Language support matrix — which languages go native vs IndicTrans2 vs Opus-MT. Include RAM allocation update (4GB added).
Licence guardrail — explicitly note NLLB-200 and SeamlessM4T are CC-BY-NC — do NOT include them.
Env vars — TRANSLATOR_URL, INDICTRANS2_DEVICE in .env.example.

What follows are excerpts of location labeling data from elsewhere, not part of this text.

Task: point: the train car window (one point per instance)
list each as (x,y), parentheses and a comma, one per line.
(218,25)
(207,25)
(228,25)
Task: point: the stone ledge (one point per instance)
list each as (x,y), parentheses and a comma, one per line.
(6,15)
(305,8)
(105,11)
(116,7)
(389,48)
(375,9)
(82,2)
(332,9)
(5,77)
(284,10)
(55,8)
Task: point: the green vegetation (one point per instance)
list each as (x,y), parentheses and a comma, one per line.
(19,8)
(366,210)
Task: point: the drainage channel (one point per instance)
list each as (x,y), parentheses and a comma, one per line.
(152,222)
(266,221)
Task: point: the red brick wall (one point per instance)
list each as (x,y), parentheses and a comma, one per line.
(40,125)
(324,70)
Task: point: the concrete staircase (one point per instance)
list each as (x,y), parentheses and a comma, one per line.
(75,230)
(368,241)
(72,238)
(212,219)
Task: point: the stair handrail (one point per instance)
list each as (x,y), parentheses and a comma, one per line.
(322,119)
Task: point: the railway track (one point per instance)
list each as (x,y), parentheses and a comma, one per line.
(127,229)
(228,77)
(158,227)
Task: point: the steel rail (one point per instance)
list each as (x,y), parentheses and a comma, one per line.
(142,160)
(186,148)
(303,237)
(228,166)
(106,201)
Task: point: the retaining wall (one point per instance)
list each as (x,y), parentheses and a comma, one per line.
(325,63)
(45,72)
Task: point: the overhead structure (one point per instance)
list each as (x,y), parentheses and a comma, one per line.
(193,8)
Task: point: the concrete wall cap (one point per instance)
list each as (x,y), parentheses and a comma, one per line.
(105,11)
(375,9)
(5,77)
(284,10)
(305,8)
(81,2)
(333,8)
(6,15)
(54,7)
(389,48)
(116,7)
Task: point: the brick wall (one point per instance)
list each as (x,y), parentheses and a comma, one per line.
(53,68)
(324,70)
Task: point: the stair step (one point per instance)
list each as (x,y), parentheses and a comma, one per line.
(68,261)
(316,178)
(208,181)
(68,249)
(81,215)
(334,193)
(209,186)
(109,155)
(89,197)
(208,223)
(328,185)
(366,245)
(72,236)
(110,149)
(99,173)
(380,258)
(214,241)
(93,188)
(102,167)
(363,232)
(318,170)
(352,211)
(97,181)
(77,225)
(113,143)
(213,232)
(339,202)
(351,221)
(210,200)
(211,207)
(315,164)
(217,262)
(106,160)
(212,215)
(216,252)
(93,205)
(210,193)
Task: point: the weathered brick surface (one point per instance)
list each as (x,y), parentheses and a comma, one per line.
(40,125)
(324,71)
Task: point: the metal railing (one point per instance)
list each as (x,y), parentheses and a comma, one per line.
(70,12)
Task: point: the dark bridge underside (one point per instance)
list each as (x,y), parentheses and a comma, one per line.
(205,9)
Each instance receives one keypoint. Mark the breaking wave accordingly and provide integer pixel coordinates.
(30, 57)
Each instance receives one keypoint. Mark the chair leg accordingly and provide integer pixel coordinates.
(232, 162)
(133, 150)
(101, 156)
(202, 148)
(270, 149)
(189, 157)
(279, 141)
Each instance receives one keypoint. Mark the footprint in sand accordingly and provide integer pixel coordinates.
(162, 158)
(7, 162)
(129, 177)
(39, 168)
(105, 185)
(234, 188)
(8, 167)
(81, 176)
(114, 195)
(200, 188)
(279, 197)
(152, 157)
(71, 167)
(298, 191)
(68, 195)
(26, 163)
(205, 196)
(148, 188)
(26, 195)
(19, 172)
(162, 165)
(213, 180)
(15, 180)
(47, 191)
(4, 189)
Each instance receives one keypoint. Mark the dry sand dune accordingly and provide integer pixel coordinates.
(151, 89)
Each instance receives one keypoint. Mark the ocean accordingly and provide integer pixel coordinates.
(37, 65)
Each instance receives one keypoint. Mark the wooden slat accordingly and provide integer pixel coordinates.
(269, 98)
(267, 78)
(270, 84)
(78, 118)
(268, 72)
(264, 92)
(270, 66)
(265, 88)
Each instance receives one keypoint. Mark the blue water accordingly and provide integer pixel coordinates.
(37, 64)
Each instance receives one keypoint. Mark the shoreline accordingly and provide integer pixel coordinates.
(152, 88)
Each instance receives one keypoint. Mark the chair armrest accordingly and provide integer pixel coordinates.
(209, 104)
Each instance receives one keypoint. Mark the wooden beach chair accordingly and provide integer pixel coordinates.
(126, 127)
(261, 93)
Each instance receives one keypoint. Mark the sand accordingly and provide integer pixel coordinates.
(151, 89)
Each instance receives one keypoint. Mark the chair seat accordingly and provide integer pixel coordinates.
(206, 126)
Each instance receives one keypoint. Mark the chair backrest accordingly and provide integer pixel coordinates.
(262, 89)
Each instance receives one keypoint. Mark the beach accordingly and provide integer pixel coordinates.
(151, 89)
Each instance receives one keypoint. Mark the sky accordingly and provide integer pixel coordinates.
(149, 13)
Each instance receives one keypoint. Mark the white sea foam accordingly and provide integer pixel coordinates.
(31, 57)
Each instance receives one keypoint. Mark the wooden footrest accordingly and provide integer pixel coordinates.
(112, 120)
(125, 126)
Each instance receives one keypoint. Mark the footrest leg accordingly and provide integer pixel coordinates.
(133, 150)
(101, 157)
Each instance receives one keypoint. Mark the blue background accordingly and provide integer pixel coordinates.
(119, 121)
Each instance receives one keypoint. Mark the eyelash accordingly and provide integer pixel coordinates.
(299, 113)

Step 8.16 — Two-Node Setup

Read references/two-node-setup.md in full. Produce:

Updated docker-compose.yml for 96GB node — remove Langfuse, Lago, Keycloak services. Add Qwen2.5-14B to Ollama pull list. Update mem_limit: 76g. Update env vars pointing to 48GB node endpoints.
docker-compose-secondary.yml — Langfuse + Lago + Keycloak stack for 48GB node. Include all volumes, healthchecks, Traefik labels.
Migration script — migrate-to-secondary.sh: pg_dump from 96GB, scp, restore on 48GB, verify, stop old containers.
Updated config.yaml — Qwen2.5-14B model entry, updated fallback chain with 14B in extract/summarise path.
Updated model_registry.json — Qwen2.5-14B entry with always_on: true, tier: 2.
Updated RAM maps — both nodes showing three operating states and headroom.
Network options — public TLS vs private network, env var changes per option.
K8s not-needed rationale — document explicitly so future team members understand the decision.